Problem description and error message
I’ve got an issue, where some executions fail to execute correctly/ fail to correctly save into the execution table of n8n.
These execution are missing the startedAt field, that means they never get executed.
The execution looks like this:
{
"id": 3117422,
"finished": false,
"mode": "webhook",
"retryOf": null,
"retrySuccessId": null,
"startedAt": null,
"stoppedAt": "2025-02-18T08:09:09.594Z",
"waitTill": null,
"status": "error",
"workflowId": "xgp0Axf0smn5COeX",
"deletedAt": null,
"createdAt": "2025-02-18T08:08:15.230Z"
}
As the startedAt date does not get saved, the N8N Editor shows the current time when opening the execution. The Executiond id is the same as the shared json of the execution.
Error in the N8N Editor:
These workflows also cannot be retried as the executiondata is not saved. (it crashes even before starting the workflow.

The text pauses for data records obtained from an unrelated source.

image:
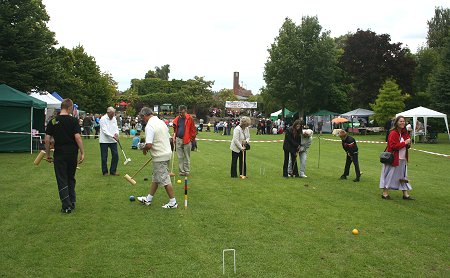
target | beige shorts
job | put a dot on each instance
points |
(161, 173)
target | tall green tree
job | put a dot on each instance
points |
(300, 70)
(79, 78)
(440, 83)
(438, 27)
(389, 102)
(159, 72)
(198, 94)
(370, 59)
(26, 44)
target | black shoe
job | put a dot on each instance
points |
(409, 198)
(67, 210)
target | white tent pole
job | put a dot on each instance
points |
(446, 124)
(31, 130)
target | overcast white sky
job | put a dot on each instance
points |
(215, 38)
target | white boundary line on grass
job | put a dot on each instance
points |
(327, 139)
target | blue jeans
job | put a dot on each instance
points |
(114, 160)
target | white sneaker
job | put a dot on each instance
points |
(169, 205)
(144, 201)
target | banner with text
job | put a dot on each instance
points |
(241, 104)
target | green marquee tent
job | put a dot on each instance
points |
(21, 117)
(323, 117)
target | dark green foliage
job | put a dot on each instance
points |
(161, 73)
(439, 28)
(156, 85)
(300, 70)
(369, 59)
(389, 102)
(25, 45)
(79, 78)
(440, 84)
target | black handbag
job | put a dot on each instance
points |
(387, 157)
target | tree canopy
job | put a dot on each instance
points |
(300, 70)
(369, 59)
(26, 45)
(389, 102)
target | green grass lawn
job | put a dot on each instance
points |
(279, 227)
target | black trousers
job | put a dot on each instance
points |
(104, 155)
(234, 158)
(294, 164)
(352, 158)
(65, 167)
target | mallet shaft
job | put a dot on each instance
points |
(148, 161)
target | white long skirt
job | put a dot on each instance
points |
(391, 175)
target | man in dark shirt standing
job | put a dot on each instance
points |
(67, 135)
(87, 125)
(184, 133)
(350, 147)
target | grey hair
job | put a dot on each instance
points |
(245, 121)
(145, 111)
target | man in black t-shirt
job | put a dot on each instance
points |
(350, 147)
(67, 135)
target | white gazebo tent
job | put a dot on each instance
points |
(425, 113)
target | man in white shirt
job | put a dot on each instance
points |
(157, 142)
(109, 135)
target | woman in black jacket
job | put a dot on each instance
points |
(292, 141)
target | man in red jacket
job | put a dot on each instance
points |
(184, 134)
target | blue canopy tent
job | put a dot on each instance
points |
(75, 106)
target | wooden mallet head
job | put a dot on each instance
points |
(129, 179)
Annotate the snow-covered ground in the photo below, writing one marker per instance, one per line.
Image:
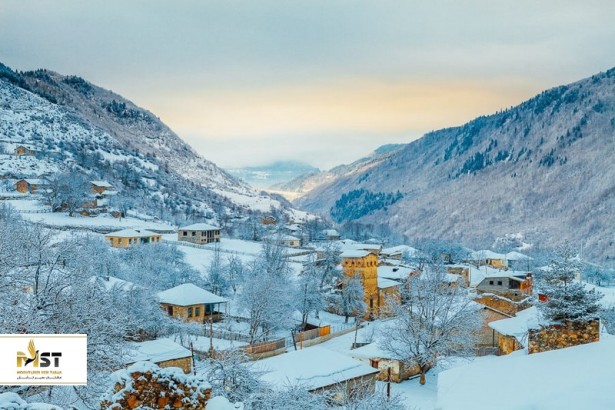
(101, 222)
(609, 294)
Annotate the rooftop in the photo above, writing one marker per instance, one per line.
(579, 377)
(188, 294)
(132, 233)
(313, 368)
(155, 351)
(199, 227)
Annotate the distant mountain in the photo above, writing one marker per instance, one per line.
(309, 181)
(75, 125)
(279, 172)
(544, 169)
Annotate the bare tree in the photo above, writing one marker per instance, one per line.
(349, 301)
(435, 320)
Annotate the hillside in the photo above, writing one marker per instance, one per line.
(79, 127)
(278, 172)
(305, 183)
(543, 169)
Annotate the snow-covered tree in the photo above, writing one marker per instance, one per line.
(434, 320)
(231, 376)
(236, 272)
(567, 298)
(217, 274)
(309, 296)
(291, 397)
(268, 301)
(158, 266)
(350, 299)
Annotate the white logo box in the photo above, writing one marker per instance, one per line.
(37, 360)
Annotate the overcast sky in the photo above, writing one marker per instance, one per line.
(323, 81)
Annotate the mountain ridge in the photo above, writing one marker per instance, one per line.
(542, 168)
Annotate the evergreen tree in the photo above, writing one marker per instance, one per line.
(568, 299)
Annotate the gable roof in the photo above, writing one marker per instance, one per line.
(199, 227)
(314, 367)
(188, 294)
(132, 233)
(103, 184)
(355, 254)
(571, 378)
(156, 351)
(517, 326)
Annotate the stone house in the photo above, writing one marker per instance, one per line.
(24, 150)
(318, 370)
(490, 258)
(190, 303)
(99, 187)
(331, 235)
(383, 361)
(200, 233)
(132, 237)
(29, 185)
(508, 285)
(285, 240)
(163, 352)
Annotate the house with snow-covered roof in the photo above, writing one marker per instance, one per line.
(284, 240)
(29, 185)
(163, 352)
(487, 257)
(190, 303)
(98, 187)
(579, 377)
(132, 237)
(200, 233)
(24, 150)
(318, 370)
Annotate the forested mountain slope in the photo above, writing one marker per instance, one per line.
(545, 168)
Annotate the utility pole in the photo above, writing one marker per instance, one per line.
(388, 383)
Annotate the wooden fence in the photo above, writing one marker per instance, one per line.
(265, 347)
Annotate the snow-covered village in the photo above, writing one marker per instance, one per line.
(314, 211)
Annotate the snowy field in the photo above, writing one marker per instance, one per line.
(101, 222)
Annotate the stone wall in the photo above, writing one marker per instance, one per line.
(566, 334)
(145, 385)
(507, 344)
(502, 304)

Logs for this execution from the main instance:
I’ve not checked logs from the workers, as i do not know which worker got these executions:
2025-02-18T08:08:15.237146000Z Enqueued execution 3117422 (job 2385736)
2025-02-18T08:09:09.559918000Z Execution 3117422 (job 2385736) failed
2025-02-18T08:09:09.560073000Z Error: timeout exceeded when trying to connect
2025-02-18T08:09:09.560270000Z at /usr/local/lib/node_modules/n8n/node_modules/pg-pool/index.js:45:11
2025-02-18T08:09:09.560605000Z at PostgresDriver.obtainMasterConnection (/usr/local/lib/node_modules/n8n/node_modules/@n8n/typeorm/driver/postgres/PostgresDriver.js:883:28)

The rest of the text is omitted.